Así, las reuniones de trabajo en las que se mueven millones de dólares, son tan pobres e intrascendentes como el vagabundo que le pide limosna cada mañana cuando sale de casa. Las chicas conquistadas y los elaborados cócteles degustados en las noches locas de fiesta con sus amigotes saben respectivamente a fruta podrida y a ceniza. No valen nada. Del mismo modo, el hecho de que su contestador automático eche humo no significa que pueda decirse lo mismo de su vida social. Todo lo contrario, al haber éste cortado comunicaciones con cualquier ser remotamente querido... hasta que uno de estos, quizás el que más, llame sin previo aviso a la puerta de su piso.
La irrupción de Sissy se descubre como el catalizador perfecto para que Steve McQueen (el británico, no el norteamericano) saque a relucir toda la visceralidad mostrada en 'Hunger', su muy recomendable ópera prima, y la eleve a la máxima potencia, para concebir -dígase ya- no solamente la mejor película del año 2011, sino también uno de los drama más perturbadores de los últimos tiempos. 'Shame', al igual que la incomprendida 'American Psycho', sitúa la acción en la ciudad más moderna y majestuosa del mundo. Pero sobre todo, al igual que el filme de Mary Harron, el fuerte impacto de lo mostrado no es nada comparado con el mensaje implícito.
Del mismo modo que sería injusto considerar 'American Psycho' como un filme sobre los impulsos homicidas de un tiburón de Wall Street, también lo sería afirmar que 'Shame' trata sobre la adicción sexual. Esto es tan solo la punta del iceberg, o la excusa, si se prefiere, para sumergirse de forma magistral en aguas muy profundas, no muy distintas de las exploradas por Bernardo Bertolucci en 'El último tango en París'. Para ello, Steve McQueen (que a este paso no necesitará más que le distingan de su difunta homónimo) obra el milagro de convertir su cámara en una especie de aparato de rayos X, capaz de atravesar de forma sutil pero directa las puertas, las paredes, las almas de los protagonistas... y por supuesto, su carne.
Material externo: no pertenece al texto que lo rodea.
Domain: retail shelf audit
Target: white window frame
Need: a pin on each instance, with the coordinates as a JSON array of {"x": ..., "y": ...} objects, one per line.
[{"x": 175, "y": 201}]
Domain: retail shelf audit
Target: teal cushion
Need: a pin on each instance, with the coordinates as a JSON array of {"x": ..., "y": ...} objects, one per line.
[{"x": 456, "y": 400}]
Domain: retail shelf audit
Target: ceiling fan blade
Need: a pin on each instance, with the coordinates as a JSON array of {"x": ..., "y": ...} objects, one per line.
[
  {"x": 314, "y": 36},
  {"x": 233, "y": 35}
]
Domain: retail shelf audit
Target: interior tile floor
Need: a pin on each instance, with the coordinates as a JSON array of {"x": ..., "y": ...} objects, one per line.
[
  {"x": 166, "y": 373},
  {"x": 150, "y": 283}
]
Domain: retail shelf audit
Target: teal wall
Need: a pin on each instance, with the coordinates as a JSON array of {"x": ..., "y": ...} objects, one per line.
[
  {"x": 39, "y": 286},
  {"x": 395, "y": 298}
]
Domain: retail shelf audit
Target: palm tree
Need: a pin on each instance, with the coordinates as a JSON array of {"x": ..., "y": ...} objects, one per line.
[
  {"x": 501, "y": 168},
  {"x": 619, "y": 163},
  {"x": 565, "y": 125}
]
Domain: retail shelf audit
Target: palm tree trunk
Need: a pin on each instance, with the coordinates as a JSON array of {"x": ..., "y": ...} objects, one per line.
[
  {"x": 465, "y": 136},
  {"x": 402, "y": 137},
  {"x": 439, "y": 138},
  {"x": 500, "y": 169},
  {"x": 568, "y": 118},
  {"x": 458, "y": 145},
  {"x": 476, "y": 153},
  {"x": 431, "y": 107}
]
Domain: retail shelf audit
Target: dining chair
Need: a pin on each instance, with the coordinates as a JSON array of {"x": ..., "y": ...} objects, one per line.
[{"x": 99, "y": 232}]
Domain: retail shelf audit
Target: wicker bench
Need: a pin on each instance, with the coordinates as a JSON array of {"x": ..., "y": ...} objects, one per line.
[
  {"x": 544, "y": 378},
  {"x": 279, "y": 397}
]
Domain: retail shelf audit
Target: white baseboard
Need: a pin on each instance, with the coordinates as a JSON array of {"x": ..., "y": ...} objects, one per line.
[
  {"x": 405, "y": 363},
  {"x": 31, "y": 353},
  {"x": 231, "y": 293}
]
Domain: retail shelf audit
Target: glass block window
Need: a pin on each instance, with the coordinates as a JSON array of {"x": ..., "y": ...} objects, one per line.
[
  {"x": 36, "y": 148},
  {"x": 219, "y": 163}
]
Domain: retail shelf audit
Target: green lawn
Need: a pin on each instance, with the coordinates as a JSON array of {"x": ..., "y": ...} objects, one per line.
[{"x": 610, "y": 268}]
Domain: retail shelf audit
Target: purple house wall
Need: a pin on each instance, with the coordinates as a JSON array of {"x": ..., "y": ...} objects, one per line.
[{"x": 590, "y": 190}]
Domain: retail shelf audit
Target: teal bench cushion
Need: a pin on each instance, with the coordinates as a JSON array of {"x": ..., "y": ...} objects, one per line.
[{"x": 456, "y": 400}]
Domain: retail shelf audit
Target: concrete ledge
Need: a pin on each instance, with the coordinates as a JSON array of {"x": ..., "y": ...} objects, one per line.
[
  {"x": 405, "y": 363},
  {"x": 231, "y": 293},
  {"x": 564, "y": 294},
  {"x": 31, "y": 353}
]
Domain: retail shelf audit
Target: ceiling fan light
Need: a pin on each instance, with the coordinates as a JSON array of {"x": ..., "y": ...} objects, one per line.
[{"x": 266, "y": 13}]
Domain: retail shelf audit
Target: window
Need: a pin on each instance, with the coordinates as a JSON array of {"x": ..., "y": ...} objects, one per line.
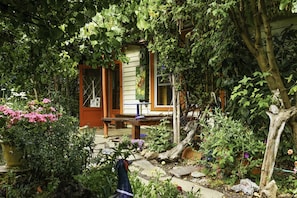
[{"x": 161, "y": 92}]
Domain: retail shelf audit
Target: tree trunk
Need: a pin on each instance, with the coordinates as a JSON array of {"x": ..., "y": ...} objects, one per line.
[
  {"x": 278, "y": 119},
  {"x": 176, "y": 112},
  {"x": 175, "y": 152}
]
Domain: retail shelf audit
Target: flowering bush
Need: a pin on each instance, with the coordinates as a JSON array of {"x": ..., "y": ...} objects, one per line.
[{"x": 19, "y": 118}]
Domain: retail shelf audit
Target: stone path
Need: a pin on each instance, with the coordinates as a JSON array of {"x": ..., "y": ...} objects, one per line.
[{"x": 148, "y": 170}]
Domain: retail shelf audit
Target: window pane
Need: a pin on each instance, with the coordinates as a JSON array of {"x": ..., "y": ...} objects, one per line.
[
  {"x": 115, "y": 76},
  {"x": 91, "y": 87},
  {"x": 164, "y": 91}
]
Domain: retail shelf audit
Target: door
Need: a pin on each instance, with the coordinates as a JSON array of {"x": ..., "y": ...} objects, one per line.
[
  {"x": 115, "y": 90},
  {"x": 90, "y": 96}
]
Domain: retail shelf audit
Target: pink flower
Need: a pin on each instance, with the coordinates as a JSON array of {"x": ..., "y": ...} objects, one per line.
[{"x": 46, "y": 100}]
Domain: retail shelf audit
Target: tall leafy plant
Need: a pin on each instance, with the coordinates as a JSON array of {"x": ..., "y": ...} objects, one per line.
[{"x": 231, "y": 150}]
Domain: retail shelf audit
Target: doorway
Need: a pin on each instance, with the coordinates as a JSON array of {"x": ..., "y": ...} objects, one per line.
[{"x": 115, "y": 90}]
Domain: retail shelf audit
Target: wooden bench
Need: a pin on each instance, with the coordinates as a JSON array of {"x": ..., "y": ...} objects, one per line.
[
  {"x": 136, "y": 123},
  {"x": 147, "y": 121}
]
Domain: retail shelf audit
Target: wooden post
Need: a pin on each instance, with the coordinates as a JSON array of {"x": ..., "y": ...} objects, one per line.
[
  {"x": 105, "y": 101},
  {"x": 278, "y": 119},
  {"x": 176, "y": 112}
]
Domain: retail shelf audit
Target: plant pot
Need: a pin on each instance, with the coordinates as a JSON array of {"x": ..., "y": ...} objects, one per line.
[
  {"x": 11, "y": 155},
  {"x": 190, "y": 153}
]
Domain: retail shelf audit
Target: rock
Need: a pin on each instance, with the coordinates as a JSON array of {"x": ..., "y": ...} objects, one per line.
[
  {"x": 197, "y": 174},
  {"x": 151, "y": 155},
  {"x": 246, "y": 186},
  {"x": 154, "y": 172},
  {"x": 179, "y": 172}
]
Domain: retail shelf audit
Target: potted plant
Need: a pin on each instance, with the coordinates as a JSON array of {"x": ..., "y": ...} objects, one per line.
[{"x": 20, "y": 119}]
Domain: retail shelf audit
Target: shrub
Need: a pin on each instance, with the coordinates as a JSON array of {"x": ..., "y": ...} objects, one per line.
[
  {"x": 159, "y": 137},
  {"x": 100, "y": 177},
  {"x": 231, "y": 149},
  {"x": 159, "y": 189}
]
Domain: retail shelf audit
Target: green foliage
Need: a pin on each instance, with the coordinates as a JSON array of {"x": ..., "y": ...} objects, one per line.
[
  {"x": 285, "y": 47},
  {"x": 249, "y": 102},
  {"x": 100, "y": 177},
  {"x": 51, "y": 161},
  {"x": 158, "y": 189},
  {"x": 159, "y": 138},
  {"x": 230, "y": 149}
]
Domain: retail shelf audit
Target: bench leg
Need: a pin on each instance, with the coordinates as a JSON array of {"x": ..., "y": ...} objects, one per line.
[
  {"x": 105, "y": 129},
  {"x": 135, "y": 132}
]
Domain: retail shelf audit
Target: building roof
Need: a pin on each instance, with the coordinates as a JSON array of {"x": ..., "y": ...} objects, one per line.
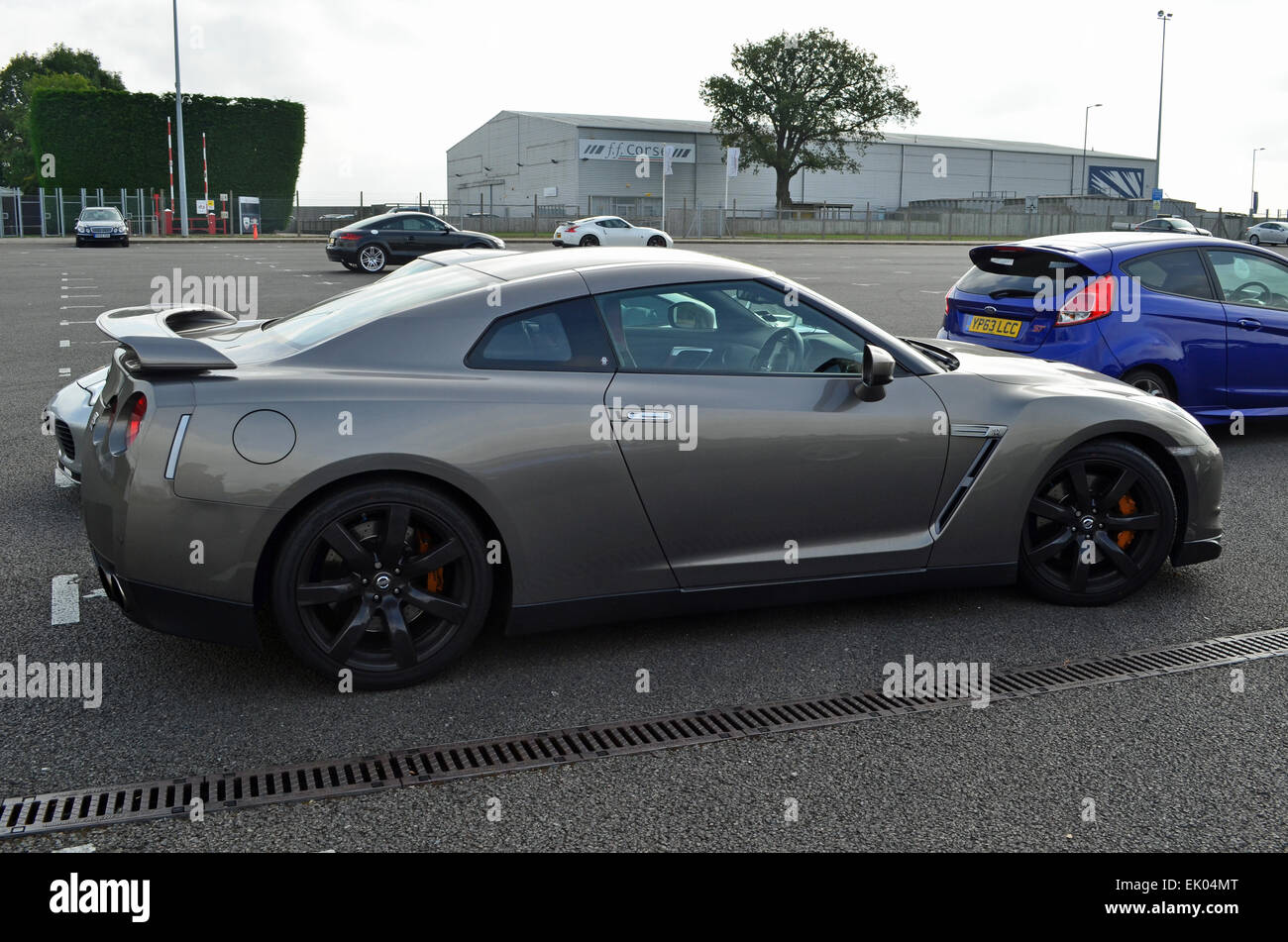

La carnalidad, la que debería provocar vergüenza a toda persona mínimamente decente, se impone pues solo en la superficie, que resultara ser una membrana de lo más fácil de penetrar. Tan frágil como la presunta fortaleza del hombre que ha hecho de su refugio su condena -o viceversa-, y que se da cuenta de que todas las banalidades con las que ha intentado ocultar su vacío existencial, no han conseguido maquillar lo solo que está. Con un amplio dominio del plano estático (ya demostrado en aquel magistral secuencia inacabable de la citada 'Hunger', en la que Fassbender y Liam McMahon se lo contaban... todo, y cuyo reflejo aquí sería una poderosísima discusión entre hermanos con una Silly Symphony de fondo), además de otros muchos más recursos, McQueen se asocia con dos actores en estado de gracia (colosales Michael Fassbender y Carey Mulligan), y nos regala escenas para el recuerdo (a la ya comentada, pueden sumarse la de apertura, o cómo no, el desgarrador "New York, New York"). No solo esto, nos regala también una de estas películas que tan raramente se ven ahora, que te atrapan y no te sueltan hasta el final... y que incluso después, en la soledad, siguen dando patadas en nuestra memoria.